At the core of these songs is a kind of twisted suburban horror where Graham’s language positions mundane everyday details alongside macabre imagery and combined with his delivery it leaves a paralytic fear seeping from the album. On “Mapped By What Surrounded Them” he talks of walls filled with blame while crying “she’s cut herself with stain glass windows and she’s playing with her toy”. “Talking With Fireworks” is perhaps the best example, where the repeated line “does your fear not grow when you see that you’re all mine…with a knife in your chest” is either devastatingly violent or romantic – after all this time I’m still not entirely sure. Graham is happy to retain the mystique of his lyrics, never explaining the meaning behind them and it makes them all the more potent. To attribute their skill mainly to the vocals/lyrics is a disservice to the construction of the songs themselves, which are impeccably pitched. In particular Andy McFarlane’s walls of ringing guitar perfectly complement the tone and the wheezing accordion swells which have since been retired give the album a folky element which acts as a perfect foil for the noisy melodies.

The elements are all familiar but they create a sound which unlike anything else. The fact that they’ve not tried to recreate it – each album since has been a subtle evolution which distances it from this – makes it even more worth clinging to. It is in itself simply a passage – a darkly confusing and occasionally illuminating passage – much like the vagaries of early adolescence detailed in many of the songs.

This re-issue comes with some early demos and additional tracks, but these for the most part are curios rather than essential additions to your collection.

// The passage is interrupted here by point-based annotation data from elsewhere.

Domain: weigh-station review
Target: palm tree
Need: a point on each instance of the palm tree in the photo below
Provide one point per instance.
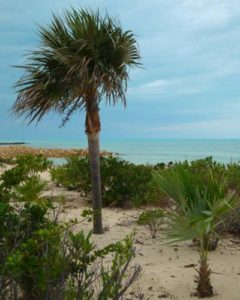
(200, 211)
(82, 58)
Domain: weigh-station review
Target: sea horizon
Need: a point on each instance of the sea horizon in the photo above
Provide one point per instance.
(155, 150)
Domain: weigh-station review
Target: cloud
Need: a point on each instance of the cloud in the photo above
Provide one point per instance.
(210, 128)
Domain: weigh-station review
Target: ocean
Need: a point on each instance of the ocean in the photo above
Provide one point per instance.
(159, 150)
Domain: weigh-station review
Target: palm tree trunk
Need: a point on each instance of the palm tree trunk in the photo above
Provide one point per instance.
(93, 131)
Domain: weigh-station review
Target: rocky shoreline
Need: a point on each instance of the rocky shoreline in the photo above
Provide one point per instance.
(13, 151)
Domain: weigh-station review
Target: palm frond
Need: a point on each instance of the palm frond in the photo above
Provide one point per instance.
(80, 54)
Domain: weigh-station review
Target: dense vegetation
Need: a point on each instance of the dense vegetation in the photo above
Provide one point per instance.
(42, 258)
(125, 184)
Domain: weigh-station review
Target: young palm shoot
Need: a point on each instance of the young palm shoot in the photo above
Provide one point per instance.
(199, 212)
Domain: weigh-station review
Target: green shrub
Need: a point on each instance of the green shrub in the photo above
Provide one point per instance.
(200, 210)
(30, 189)
(152, 219)
(41, 258)
(25, 166)
(123, 183)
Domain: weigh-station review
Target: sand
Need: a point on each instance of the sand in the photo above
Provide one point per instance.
(13, 151)
(167, 270)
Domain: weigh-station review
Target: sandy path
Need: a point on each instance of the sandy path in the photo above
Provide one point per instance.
(164, 273)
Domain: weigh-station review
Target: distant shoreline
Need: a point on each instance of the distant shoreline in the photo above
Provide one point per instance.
(12, 143)
(13, 150)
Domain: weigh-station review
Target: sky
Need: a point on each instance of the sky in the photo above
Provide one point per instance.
(189, 86)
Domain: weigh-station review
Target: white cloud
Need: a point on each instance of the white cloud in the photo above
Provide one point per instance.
(218, 127)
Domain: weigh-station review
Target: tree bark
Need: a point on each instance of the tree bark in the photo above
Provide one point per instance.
(93, 132)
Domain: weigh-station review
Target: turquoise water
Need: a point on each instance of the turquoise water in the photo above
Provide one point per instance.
(159, 150)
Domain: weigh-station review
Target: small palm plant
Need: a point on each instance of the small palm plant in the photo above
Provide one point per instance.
(82, 59)
(199, 212)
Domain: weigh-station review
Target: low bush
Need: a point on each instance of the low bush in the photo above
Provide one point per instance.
(123, 184)
(42, 258)
(152, 219)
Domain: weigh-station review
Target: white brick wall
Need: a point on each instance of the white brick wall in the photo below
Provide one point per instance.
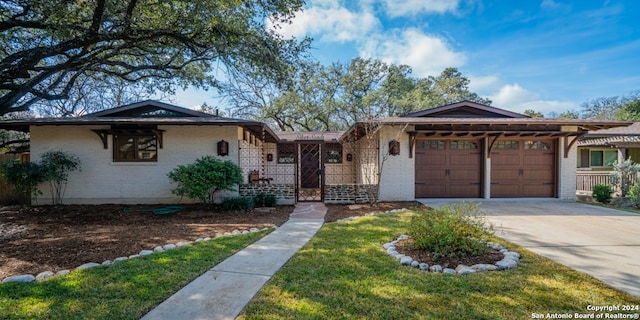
(397, 182)
(103, 181)
(567, 171)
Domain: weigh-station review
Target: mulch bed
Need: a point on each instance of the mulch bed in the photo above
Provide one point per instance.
(53, 238)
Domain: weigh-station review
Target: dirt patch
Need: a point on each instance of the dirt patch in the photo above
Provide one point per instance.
(406, 247)
(336, 212)
(54, 238)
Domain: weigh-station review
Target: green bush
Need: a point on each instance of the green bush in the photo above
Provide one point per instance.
(450, 231)
(602, 193)
(265, 200)
(206, 176)
(56, 166)
(634, 194)
(24, 177)
(237, 204)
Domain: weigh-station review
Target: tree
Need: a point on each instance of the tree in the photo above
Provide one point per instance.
(49, 45)
(91, 94)
(533, 114)
(630, 111)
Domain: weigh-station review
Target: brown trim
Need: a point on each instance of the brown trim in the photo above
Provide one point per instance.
(568, 145)
(104, 133)
(491, 145)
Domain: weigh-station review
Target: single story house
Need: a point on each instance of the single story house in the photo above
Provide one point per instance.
(599, 150)
(461, 150)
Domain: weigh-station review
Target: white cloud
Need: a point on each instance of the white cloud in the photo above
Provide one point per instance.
(512, 95)
(518, 99)
(482, 82)
(330, 22)
(402, 8)
(425, 54)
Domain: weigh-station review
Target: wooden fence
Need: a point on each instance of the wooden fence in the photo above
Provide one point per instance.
(585, 180)
(7, 194)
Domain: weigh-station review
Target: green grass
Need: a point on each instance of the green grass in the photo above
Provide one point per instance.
(343, 273)
(125, 290)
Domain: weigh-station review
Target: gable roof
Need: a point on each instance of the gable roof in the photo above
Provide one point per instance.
(149, 108)
(465, 109)
(612, 136)
(148, 113)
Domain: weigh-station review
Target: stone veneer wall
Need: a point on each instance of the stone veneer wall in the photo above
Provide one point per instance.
(346, 193)
(285, 193)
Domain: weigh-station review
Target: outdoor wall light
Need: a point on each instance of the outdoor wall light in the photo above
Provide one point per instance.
(394, 147)
(223, 148)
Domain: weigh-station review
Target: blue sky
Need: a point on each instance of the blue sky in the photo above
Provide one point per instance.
(546, 55)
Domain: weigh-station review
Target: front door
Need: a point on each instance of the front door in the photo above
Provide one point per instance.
(310, 172)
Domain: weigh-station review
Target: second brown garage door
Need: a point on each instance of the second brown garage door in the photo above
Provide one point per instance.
(448, 168)
(523, 168)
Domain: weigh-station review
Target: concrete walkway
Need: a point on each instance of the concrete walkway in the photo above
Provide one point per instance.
(602, 242)
(223, 291)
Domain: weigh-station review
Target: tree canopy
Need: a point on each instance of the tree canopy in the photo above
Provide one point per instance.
(335, 96)
(613, 108)
(48, 45)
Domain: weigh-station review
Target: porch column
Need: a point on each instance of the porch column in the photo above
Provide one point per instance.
(622, 154)
(487, 169)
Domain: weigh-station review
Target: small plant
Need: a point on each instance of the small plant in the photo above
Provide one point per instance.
(602, 193)
(203, 178)
(450, 231)
(56, 166)
(265, 200)
(237, 204)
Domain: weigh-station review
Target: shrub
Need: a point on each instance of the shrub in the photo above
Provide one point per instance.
(450, 231)
(24, 177)
(203, 178)
(623, 174)
(265, 200)
(602, 193)
(56, 166)
(237, 204)
(634, 194)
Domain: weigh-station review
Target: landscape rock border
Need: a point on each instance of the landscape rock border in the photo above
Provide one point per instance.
(510, 260)
(48, 274)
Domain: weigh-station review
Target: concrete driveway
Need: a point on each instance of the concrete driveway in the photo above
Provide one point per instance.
(604, 243)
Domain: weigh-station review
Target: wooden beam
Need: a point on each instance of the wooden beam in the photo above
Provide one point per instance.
(491, 144)
(412, 143)
(568, 145)
(103, 134)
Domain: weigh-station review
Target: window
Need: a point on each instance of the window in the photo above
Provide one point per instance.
(286, 152)
(132, 148)
(333, 153)
(430, 144)
(463, 145)
(507, 145)
(536, 145)
(603, 158)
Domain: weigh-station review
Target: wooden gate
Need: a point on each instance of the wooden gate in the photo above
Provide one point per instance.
(310, 182)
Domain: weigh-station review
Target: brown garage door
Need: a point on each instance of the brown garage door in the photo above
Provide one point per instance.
(523, 168)
(448, 168)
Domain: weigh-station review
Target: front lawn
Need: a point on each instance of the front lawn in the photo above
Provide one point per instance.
(343, 273)
(125, 290)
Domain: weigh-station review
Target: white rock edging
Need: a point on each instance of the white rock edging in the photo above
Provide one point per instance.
(509, 261)
(48, 274)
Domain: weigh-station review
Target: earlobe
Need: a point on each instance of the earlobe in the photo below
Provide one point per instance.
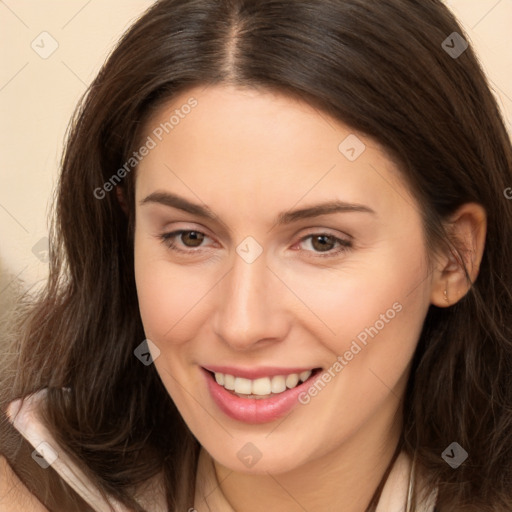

The recording quality is rough, so the three which are simply earlier incarnations of album tracks (and a demo version of “3 Seconds of Dead Air” from the self-titled EP) offer little but a glimpse at their development. The previously unreleased tracks from that same time period are more interesting and they hint at the assuredness that was to come. More than anything that’s what the extras provide – an interesting bit of hindsight, listening to this early work it’s clear to hear there was always a spark of something special. It’s a particularly neat comparison considering their most recent notable activity was the release of their special performance with the Royal Scottish National Orchestra – it’s incredible to see how far they’ve come. Fourteen Autumns & Fifteen Winters is still their most fully realised work though. In an interview about the album James Graham stated that during recording someone suggested to him this album wouldn’t be fully appreciated until years after it came out…as the band’s stature continually grows and more people discover the album, it’s now starting to confirm its deserved status as a cult classic.